There is a freshness about McKay from the outset: vinyl cracks and pops announce an analogue sensibility missing in the post-Atlanta sound of Timbaland and The Neptunes, and somewhat bypassed by the acoustic mannerisms of Keys, Badu and Arie.
There is also a distinct difference in tempo. The songs which sound most like Portishead - “Tell Him”, “Sadder Day”, “Five Days Of Faith”, “Thadius Star”—join precisely-arranged minor-key chord stabs to soundtrack-esque strings. But above all they display an awareness of space that outlines trip-hop’s debt to dub, fore-grounding thunderous bass figures and Barrow’s crisp drum programming. The production on songs like “Sadder Day” is meticulous and strident: a sparse acoustic guitar loop opens, before breaking into ruptured bass tones, dramatic string arrangements, a rattling mandolin and a backing vocal racked up to sound like Portishead’s trademark theremin.
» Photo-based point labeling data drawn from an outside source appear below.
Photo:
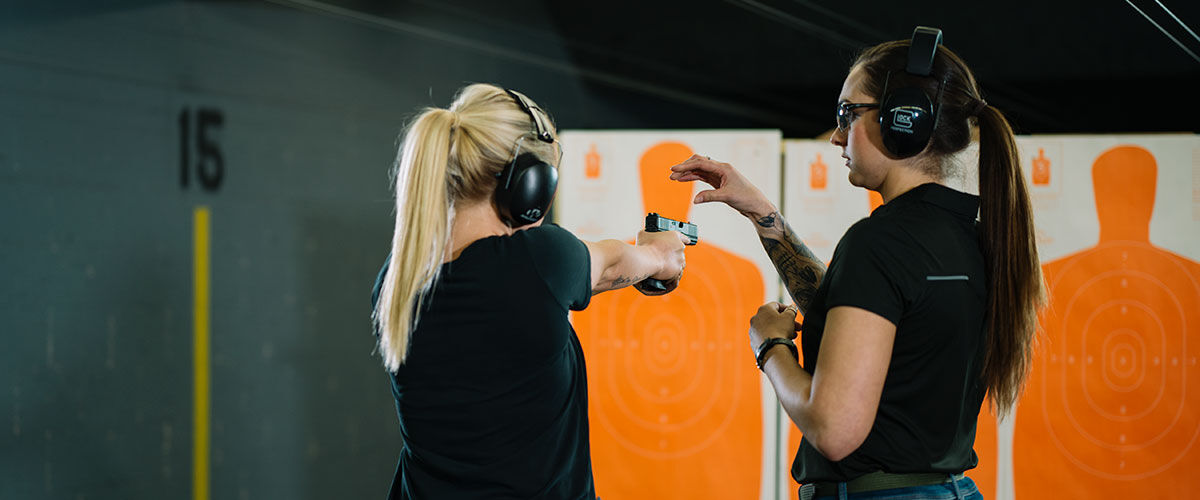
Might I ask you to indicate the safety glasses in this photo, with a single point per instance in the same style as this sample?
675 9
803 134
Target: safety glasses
846 114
McKay, formerly of The Brooklyn Funk Essentials—and a sometime associate of Kelis and Talib Kweli—is certainly up to the challenge. In “Sadder Day” her vocal gradually builds from the throwaway breathiness of the opening lines—“I ain’t got no money / and I don’t care / I been sitt-in’ down in this well I swear”. She accelerates through the following line—“Now I ain’t gettin’ nothin’ but the same old shit every day”—before strutting behind the beat to haul the song into the chorus. Later she displays a tempered command of melisma, and enough wit to tease out the emotional implications of the song.
The match between the vocals and production is often flawless. “How Long” works around a moody altered piano chord that recalls Wu-Tang. But the lush strings at the back of the mix and the delicate chord changes suggest instead the 1970s Gamble & Huff Philadelphia soul sound. The vocal works its way between the two extremes before building to such intensity that it seems ready to puncture the mix. There’s a gorgeous middle eight, too, in which a thickly harmonized vocal—“What time is it? What time is it?”—syncopates against the same bass-piano loop and makes it seem to lilt and buck in its moorings.
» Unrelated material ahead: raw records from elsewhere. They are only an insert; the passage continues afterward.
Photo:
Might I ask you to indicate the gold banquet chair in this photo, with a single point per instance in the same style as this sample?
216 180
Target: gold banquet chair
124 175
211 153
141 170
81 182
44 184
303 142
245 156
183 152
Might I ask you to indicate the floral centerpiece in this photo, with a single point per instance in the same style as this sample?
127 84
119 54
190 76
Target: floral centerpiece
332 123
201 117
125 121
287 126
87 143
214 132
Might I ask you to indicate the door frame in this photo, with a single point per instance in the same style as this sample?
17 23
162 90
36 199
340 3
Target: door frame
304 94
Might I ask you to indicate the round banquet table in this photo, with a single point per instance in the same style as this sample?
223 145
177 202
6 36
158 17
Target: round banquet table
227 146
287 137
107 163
Elsewhere, Mckay’s impressive vibrato on “Rising Tide” finds all the angles in a rather harsh, unnerving song—from hip-hop vocal ticks through nursery-rhyme chant and molasses-slow behind-the-beat blues.
The lyrics are mostly devoid of the sentimentally and cliche that mark much songwriting of this type. The more earnest tracks, which flirt with a kind of Five Percenter spiritualism, are less interesting. But in general, the lyrics are well-married to the production. “Echo”, a hypnotically-underproduced protest song, recalls Nina Simone’s ability to marry uncompromising politics to charming simplicity.
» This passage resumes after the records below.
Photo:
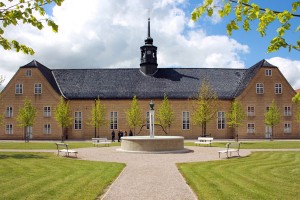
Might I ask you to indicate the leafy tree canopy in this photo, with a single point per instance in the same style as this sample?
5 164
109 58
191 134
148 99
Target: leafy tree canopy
134 117
165 114
244 12
32 12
There is certainly a retro feel to the album, even animating the more lightweight songs. The dancefloor bubblegum of “Thinking Of You” brings to mind the sound of London’s pre-trip-hop Soul II Soul crew. “Take Me Over” is an unironic and unassuming faux-reggae piece, based on the Dave and Ansel Collins’ “Double Barrel”. It comes dangerously close to pastiche.
This shouldn’t suggest that the album lacks any flavor of contemporary R&B. “Bluesin’ It” has a distinct Timbaland feel: discreet parcels of sounds push the beat forwards. The tightly-coiled vocal wraps itself around the taut guitar and organ licks, before breaking into a coy and playful lilt. “Loving You” opens with a lean, sparse digital beat that recalls some of Jay Dee’s production, although the chorus—with its gentle string line and breathy high-range vocal—sounds eerily like Minnie Ripperton.
As with the much of the mid-nineties Bristol sound, it’s hard to distinguish McKay‘s fond regard for its influences from a general feeling of nostalgic loss. In either event, the hand-on-heart retro aesthetic causes a strangely weightless feeling of freedom from context. It is this weightlessness that animates and buoys this refreshingly individual album.